Pembelajaran Karakter Inklusi di Sekolah Reguler
Dalam proses pembelajaran anak berkebutuhan khusus dengan berbagai spesifikasinya, memiliki modalitas tersendiri, bahkan berbeda-beda antara satu dengan lainnya. Yang perlu ditegaskan, meski berbeda-beda anak berkebutuhan khusus tetap memiliki modalitas belajar. Layanan pembelajaran yang diberikan oleh manajemen sekolah dan guru seharusnya mengakomodir ragam modalitas yang dimiliki semua peserta didik. Pembelajaran karakter inklusi pun tetap harus diberikan sesuai dengan kekhususan kebutuhan peserta didik yang berada di sekolah regular Anak berkebutuhan khusus tidak hanya dilihat dari kekurangan, namun meraka juga memiliki kelebihan, karakteristik, serta bakat tersendiri pada bidang-bidang tertentu. Bahkan sejarah telah mencatat, tak sedikit tokoh-tokoh besar yang justru terlahir dari anak-anak berkebutuhan khusus. Sebab mereka sangat membutuhkan interaksi dengan teman-temanya yang normal. Mereka perlu mendapat kesempatan dan peluang yang sama dengan anak-anak normal dalam layanan pendidikan. Sungguh merupakan sebuah keberhasilan yang sangat luar biasa, apabila input yang dibawah standar itu dapat diproses oleh lembaga pendidikan menjadi output yang sukses. Pembelajaran bagi anak berkebutuhan khusus di sekolah regular tidak lagi mempertimbangkan kondisi peserta didiknya, baik yang berkenaan dengan kondisi fisik, intelektualitas, sosial, emosional, linguistik, etnisitas, agama, jender, kecakapan ataupun yang lainya. Pembelajaran karakter di kelas regular perlu diarahkan pada penekanan membangun hubungan antara guru dengan siswa dalam implementasi pendidikan karakter di kelas. Hal ini diperkuat oleh Ajat Sudrajat (2011: 54) yang menyatakan bahwa ada empat cara untuk mengimplementasikan pendidikan karakter di sekolah, yaitu
1) pembelajaran (teaching),
2) keteladanan (modeling),
3) penguatan (reinforcing), dan
4) pembiasaan (habituating).
Manfaat Pendidikan inklusif terhadap peningkatan kepercayaan diri siswa berkebutuhan khusus di sd
Lingkungan Belajar yang Menerima
Dalam pendidikan inklusif, siswa berkebutuhan khusus merasa diterima dan menjadi bagian dari komunitas sekolah. Rasa diterima ini memberikan rasa aman secara emosional yang menjadi dasar untuk membangun kepercayaan diri.

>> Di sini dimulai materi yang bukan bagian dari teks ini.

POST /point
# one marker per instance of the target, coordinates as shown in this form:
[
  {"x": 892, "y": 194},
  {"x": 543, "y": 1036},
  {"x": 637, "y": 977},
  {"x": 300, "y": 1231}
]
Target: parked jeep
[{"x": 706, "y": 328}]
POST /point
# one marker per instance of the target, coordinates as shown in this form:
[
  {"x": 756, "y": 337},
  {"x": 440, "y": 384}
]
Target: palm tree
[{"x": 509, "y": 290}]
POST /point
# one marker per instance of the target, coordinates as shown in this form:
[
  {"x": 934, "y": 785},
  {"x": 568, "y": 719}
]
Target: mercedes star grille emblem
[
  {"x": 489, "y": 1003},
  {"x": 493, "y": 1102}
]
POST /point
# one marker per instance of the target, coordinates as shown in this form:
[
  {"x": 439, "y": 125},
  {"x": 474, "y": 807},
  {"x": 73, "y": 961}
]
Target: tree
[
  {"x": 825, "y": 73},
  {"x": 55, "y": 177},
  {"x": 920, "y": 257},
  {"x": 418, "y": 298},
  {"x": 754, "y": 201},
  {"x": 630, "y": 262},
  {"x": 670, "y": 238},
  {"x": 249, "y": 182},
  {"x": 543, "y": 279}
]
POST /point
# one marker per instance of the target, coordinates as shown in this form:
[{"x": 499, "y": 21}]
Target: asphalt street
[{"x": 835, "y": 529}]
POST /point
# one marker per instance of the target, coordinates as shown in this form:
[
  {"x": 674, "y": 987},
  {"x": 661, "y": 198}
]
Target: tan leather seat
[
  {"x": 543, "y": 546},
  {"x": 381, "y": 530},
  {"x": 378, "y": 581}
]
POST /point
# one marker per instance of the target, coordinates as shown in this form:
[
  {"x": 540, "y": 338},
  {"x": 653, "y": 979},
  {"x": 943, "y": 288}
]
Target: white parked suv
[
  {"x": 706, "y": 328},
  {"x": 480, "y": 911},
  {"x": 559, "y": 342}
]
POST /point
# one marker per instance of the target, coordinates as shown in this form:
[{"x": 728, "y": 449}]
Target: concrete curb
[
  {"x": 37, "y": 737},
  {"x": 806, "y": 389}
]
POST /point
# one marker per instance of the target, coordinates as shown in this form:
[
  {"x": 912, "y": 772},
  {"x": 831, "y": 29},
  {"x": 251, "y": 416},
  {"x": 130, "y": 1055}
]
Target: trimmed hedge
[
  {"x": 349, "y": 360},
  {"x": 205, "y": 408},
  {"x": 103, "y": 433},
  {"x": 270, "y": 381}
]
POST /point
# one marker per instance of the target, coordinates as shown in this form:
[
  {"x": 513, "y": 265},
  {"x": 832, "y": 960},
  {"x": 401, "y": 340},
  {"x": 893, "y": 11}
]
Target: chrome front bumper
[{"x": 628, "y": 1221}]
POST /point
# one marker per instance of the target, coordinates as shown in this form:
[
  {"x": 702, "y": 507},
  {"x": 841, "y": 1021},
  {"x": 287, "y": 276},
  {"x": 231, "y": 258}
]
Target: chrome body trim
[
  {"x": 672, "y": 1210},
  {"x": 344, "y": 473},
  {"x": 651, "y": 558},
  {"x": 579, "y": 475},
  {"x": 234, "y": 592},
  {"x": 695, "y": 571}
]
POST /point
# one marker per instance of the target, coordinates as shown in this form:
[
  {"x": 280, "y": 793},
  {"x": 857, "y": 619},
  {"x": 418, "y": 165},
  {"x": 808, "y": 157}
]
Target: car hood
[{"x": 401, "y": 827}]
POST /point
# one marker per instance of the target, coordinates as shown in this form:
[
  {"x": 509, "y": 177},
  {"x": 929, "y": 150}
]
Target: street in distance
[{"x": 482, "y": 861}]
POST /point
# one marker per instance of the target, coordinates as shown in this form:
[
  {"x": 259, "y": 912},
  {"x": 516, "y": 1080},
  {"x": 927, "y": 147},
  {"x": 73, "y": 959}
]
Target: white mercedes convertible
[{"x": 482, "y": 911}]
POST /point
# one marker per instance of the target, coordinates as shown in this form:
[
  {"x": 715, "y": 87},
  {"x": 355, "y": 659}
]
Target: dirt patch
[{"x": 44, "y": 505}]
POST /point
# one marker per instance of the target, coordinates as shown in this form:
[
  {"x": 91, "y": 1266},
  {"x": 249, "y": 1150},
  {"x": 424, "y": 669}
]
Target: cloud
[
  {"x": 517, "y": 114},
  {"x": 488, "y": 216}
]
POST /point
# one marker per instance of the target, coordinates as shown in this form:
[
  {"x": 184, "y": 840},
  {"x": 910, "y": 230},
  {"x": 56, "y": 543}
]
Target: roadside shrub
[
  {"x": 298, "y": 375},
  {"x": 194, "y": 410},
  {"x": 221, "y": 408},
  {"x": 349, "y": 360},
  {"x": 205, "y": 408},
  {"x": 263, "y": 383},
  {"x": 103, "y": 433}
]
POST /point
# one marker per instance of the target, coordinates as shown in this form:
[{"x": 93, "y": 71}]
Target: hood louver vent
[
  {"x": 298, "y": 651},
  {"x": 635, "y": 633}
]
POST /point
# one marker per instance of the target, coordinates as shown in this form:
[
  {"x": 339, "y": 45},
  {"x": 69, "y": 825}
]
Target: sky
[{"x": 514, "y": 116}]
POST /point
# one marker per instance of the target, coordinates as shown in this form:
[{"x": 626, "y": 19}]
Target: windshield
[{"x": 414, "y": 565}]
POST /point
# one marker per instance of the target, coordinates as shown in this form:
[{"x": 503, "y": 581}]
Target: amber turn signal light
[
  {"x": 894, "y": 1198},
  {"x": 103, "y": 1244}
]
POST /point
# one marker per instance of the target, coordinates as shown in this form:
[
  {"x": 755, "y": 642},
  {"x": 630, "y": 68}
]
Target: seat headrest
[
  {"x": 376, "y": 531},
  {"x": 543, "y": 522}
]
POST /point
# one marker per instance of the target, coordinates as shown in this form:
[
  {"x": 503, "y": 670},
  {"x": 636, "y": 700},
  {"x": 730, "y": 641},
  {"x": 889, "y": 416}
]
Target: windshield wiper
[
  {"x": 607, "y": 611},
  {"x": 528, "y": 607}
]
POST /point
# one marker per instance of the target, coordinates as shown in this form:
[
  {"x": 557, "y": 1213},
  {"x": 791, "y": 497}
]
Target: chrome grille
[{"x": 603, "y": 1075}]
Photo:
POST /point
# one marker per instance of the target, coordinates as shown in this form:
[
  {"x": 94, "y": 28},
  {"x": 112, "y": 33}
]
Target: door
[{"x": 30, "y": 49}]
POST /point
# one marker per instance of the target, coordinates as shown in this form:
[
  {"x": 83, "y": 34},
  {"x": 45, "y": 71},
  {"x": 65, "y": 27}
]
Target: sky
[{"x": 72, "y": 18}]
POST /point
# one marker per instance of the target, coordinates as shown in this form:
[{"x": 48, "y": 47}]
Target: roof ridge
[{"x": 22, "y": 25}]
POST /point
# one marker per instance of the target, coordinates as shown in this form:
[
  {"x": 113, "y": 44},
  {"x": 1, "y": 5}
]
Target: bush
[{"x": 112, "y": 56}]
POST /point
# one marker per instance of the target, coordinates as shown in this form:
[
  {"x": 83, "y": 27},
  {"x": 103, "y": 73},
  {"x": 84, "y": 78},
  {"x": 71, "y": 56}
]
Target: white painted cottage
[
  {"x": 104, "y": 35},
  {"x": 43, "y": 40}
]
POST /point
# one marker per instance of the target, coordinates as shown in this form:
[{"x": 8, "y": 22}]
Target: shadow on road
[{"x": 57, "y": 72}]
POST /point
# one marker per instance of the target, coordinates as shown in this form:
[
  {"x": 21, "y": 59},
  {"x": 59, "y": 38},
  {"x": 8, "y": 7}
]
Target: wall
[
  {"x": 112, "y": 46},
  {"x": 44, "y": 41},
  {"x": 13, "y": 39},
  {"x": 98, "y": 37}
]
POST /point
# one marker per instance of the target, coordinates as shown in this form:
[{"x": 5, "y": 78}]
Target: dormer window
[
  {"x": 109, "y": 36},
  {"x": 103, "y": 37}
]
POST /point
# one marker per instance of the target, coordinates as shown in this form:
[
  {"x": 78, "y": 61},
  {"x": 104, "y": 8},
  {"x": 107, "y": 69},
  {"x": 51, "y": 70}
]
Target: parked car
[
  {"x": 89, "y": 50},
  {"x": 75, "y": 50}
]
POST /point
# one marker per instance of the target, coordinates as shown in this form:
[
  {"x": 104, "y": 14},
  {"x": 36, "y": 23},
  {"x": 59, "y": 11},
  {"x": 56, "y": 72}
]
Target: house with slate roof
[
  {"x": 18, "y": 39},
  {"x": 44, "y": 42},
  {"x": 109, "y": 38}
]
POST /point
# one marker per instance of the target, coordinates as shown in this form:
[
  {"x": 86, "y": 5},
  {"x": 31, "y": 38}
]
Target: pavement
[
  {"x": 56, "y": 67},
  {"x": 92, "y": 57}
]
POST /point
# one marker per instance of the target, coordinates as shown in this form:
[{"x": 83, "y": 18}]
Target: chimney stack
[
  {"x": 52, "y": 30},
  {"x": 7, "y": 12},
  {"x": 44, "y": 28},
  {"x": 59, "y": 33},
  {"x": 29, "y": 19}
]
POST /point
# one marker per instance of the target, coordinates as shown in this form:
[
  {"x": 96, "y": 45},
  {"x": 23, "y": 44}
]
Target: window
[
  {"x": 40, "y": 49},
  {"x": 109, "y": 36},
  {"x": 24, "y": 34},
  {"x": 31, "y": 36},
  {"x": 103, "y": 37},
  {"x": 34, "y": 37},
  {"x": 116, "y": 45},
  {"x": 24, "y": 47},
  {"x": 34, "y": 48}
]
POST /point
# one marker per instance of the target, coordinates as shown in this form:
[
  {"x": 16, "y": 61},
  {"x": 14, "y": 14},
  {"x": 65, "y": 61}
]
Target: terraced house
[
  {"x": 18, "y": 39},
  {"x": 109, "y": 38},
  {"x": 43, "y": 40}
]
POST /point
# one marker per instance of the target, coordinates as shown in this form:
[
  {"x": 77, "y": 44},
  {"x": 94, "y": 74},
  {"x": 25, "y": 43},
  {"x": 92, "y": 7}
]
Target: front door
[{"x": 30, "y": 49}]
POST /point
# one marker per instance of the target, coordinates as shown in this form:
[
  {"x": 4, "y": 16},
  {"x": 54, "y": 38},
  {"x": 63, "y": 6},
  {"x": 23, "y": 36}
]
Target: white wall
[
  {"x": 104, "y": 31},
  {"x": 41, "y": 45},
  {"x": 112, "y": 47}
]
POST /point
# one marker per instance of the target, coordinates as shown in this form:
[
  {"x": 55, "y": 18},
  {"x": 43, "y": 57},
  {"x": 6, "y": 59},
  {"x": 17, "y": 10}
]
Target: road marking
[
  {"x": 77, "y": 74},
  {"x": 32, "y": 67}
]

Interaksi Sosial yang Positif
Belajar bersama siswa reguler memungkinkan siswa berkebutuhan khusus untuk bersosialisasi secara aktif. Interaksi ini membantu mereka merasa dihargai dan mampu menjalin hubungan, yang berdampak pada meningkatnya rasa percaya diri.
Pengakuan terhadap Kemampuan Individu
Sistem pendidikan inklusif tidak hanya fokus pada kekurangan siswa, tetapi juga mengakui kelebihan dan potensi mereka. Ketika siswa berhasil menyelesaikan tugas atau menunjukkan kemampuan tertentu, mereka akan merasa bangga dan percaya diri terhadap diri mereka sendiri.
Dukungan dari Guru dan Teman Sebaya
Guru di lingkungan inklusif memiliki peran penting dalam memberikan bimbingan dan motivasi. Selain itu, teman sebaya yang diberi pemahaman tentang toleransi dan empati dapat menjadi sumber dukungan emosional yang besar bagi siswa berkebutuhan khusus.
Kemandirian dan Partisipasi Aktif
Dengan diberi ruang untuk belajar dan berkembang bersama, siswa berkebutuhan khusus terdorong untuk lebih mandiri dan aktif dalam berbagai kegiatan sekolah. Pengalaman ini menumbuhkan rasa mampu dan kepercayaan terhadap kemampuan diri sendiri
DAFTAR PUSTAKA
Hargio Santoso. (2012). Cara Memahami dan Menididik Anak Berkebutuhan Khusus.
Yogyakarta: Gosyen Publishing
Permendikbud Nomor 70 Tahun 2009 tentang Pendidikan Inklusif Bagi Peserta Didik Yang Memiliki Kelainan dan Memiliki Potensi Kecerdasan Dan/Atau Bakat Istimewa.
Santoso, Hargio. (2012). Cara Memahami dan Menididk Anak Berkebutuhan Khusus, Yogyakarta: Gosyen Publishing.
Sukomardojo, T. (2023). Mewujudkan Pendidikan Untuk Semua: Studi Implementasi Pendidikan Inklusif Di Indonesia. Jurnal Birokrasi & Pemerintahan Daerah Volume, 5(2), 205-214.
Kurniawan, L. J. (2018). Sosialisasi Orang Tua Dalam Membentuk Kemandirian Anak Berkebutuhan Khusus Yang Bersekolah Di Sekolah Luar Biasa Bahanul Amanah Kabupaten Madiun Jawa Timur (Doctoral dissertation, Universitas Airlangga).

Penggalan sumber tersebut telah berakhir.